I just don't wear waterproof make up so the stuff generally washes off with whatever I use to wash my face with or if I have layed mascara, I use a natural oil.


----------



## revei (Jan 18, 2008)

Hmmm, have never heard of using baby oil for eye makeup removal, vaseline I've heard of but it's never worked for me, I use Almay makeup remover pads. They're extremely saturated and they work great!


----------



## Ode to Joy (Jan 18, 2008)

why should vaseline be safer then baby oil?

vaseline contains petroleum, too!?


----------



## StereoXGirl (Jan 18, 2008)

Originally Posted by *MACGoddess* /img/forum/go_quote.gif In no way shape or form would I condone using any type of baby oil on the face at all... It can negatively affect your eyes over time, and also do you really want to put something that is *petroleum* based on your eyes or face for that matter? So baby oil is out and so is Vaseline, PLEASE!!
It is so much easier and cleaner to use an actual makeup remover instead of an oil not meant for the face, *I don't understand why someone wouldn't just buy that product instead.*

Use something that removes waterproof makeup instead of baby oil like MAC Gently Off eye and lip or Cleanse Off Oil (my personal fave).

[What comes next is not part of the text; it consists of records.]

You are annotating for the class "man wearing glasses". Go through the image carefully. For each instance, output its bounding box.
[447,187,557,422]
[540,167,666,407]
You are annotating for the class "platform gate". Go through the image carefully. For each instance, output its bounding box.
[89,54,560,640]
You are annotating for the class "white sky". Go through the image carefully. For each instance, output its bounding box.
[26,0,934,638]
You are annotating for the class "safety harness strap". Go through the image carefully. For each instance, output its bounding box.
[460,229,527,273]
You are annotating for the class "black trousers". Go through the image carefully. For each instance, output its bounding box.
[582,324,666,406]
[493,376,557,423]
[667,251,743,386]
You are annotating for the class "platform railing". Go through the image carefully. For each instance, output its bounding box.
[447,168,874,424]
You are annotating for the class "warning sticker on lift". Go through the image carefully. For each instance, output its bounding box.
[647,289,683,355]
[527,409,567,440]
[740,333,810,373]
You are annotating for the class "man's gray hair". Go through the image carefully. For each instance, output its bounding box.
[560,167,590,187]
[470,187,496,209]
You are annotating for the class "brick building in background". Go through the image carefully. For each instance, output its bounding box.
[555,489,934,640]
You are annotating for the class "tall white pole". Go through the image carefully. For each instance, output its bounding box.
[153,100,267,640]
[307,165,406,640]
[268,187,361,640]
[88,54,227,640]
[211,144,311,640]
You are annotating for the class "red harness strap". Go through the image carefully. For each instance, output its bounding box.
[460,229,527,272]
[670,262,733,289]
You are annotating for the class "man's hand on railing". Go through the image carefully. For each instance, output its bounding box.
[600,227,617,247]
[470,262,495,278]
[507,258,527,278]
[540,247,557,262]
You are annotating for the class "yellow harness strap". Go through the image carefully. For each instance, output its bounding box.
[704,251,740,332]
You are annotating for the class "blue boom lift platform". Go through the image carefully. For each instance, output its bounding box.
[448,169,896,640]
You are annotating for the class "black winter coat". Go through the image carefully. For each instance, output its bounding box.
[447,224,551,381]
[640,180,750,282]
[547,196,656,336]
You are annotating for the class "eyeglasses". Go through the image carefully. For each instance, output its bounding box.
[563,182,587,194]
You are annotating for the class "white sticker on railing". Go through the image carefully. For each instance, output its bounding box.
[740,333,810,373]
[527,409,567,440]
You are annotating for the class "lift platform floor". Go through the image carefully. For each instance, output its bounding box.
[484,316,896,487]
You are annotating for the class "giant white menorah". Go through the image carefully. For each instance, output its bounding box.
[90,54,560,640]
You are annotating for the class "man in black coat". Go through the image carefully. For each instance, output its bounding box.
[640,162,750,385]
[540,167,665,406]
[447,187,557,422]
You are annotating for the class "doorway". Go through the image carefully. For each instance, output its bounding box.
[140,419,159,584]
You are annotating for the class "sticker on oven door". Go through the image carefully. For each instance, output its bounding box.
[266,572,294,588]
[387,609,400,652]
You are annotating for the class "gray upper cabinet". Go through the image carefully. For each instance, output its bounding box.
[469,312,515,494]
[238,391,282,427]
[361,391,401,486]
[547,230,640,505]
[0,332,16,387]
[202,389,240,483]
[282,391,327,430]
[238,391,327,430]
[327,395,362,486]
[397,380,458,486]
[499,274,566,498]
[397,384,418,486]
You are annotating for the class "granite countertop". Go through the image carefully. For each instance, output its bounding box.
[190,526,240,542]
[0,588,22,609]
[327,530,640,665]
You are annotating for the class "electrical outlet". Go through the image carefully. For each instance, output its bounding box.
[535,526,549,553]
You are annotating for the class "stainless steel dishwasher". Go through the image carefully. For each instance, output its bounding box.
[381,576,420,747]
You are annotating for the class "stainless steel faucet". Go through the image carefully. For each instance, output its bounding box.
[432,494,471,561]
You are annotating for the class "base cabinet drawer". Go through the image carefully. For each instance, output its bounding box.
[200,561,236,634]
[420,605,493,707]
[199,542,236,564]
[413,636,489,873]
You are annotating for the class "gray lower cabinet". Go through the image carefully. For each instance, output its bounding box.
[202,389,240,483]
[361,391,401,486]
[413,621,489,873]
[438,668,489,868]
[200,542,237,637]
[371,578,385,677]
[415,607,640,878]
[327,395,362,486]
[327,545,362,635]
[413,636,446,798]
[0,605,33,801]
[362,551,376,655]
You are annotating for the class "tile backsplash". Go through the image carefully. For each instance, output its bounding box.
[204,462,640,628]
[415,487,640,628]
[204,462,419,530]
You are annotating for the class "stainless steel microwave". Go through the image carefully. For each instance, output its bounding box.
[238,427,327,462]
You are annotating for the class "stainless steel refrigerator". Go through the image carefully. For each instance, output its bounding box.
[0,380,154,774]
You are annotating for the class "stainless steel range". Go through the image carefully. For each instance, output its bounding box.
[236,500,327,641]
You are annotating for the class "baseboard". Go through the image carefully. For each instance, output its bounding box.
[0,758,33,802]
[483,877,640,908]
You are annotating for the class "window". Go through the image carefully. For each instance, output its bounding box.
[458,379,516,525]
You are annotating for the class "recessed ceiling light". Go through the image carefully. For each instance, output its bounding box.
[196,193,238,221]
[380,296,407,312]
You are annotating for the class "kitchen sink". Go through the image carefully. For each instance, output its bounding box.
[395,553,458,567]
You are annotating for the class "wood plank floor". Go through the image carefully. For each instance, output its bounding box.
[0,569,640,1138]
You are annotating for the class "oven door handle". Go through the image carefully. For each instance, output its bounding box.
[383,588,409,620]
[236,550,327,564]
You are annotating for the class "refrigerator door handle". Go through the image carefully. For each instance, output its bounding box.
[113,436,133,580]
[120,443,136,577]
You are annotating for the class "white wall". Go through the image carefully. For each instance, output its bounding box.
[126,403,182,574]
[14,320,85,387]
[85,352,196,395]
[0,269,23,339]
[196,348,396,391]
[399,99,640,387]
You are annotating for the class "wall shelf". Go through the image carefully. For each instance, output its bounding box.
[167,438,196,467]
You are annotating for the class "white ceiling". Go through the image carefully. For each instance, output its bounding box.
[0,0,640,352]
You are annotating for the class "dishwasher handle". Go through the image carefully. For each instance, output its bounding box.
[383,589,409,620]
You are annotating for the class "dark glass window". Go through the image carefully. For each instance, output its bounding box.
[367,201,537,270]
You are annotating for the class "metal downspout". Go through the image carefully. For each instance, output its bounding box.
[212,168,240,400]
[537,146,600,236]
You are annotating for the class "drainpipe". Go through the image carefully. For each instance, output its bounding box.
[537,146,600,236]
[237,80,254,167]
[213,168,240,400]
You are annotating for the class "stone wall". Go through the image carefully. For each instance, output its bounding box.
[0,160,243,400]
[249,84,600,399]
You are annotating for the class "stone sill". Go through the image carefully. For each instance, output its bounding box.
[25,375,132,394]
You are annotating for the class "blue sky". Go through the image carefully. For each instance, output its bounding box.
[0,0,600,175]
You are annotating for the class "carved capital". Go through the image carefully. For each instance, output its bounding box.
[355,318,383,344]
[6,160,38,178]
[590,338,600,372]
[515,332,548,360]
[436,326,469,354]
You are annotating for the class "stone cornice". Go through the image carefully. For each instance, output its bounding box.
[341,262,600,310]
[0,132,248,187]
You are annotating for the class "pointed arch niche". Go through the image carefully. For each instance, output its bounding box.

Because baby oil and Vaseline are cheaper. lol!
I occasionally use Vaseline as a moisturizer when my skin gets so dry that no normal moisturizer could help. It has worked really well and actually helped clear my skin. I don't use it regularly, though...


----------



## yourleoqueen (Jan 19, 2008)

Originally Posted by *Ode to Joy* /img/forum/go_quote.gif why should vaseline be safer then baby oil?vaseline contains petroleum, too!?

Vaseline is more solid and stays pretty much where you put it, so there's less chance of it running and dripping into your eyes like baby oil does.


----------



## StereoXGirl (Jan 19, 2008)

Originally Posted by *yourleoqueen* /img/forum/go_quote.gif Vaseline is more solid and stays pretty much where you put it, so there's less chance of it running and dripping into your eyes like baby oil does. You know, I was kind of thinking the same thing! lol.




It makes sense, really...


----------



## jen19 (Jan 19, 2008)

I buy huge bottles of sweet almond oil at health food stores and use that for makeup remover, moisturizing my skin, conditioning my hair....works perfectly.

By the way, petroleum comes from the earth, and therefore IS a natural product as well. The thing is, not everything natural is good for your skin.


----------



## Cheryl T (Jan 19, 2008)

I've always used baby oil to remove eye makeup and have never noticed any ill effects. My mom suggested it and she's a nurse too.

It works well for me and is very gentle


----------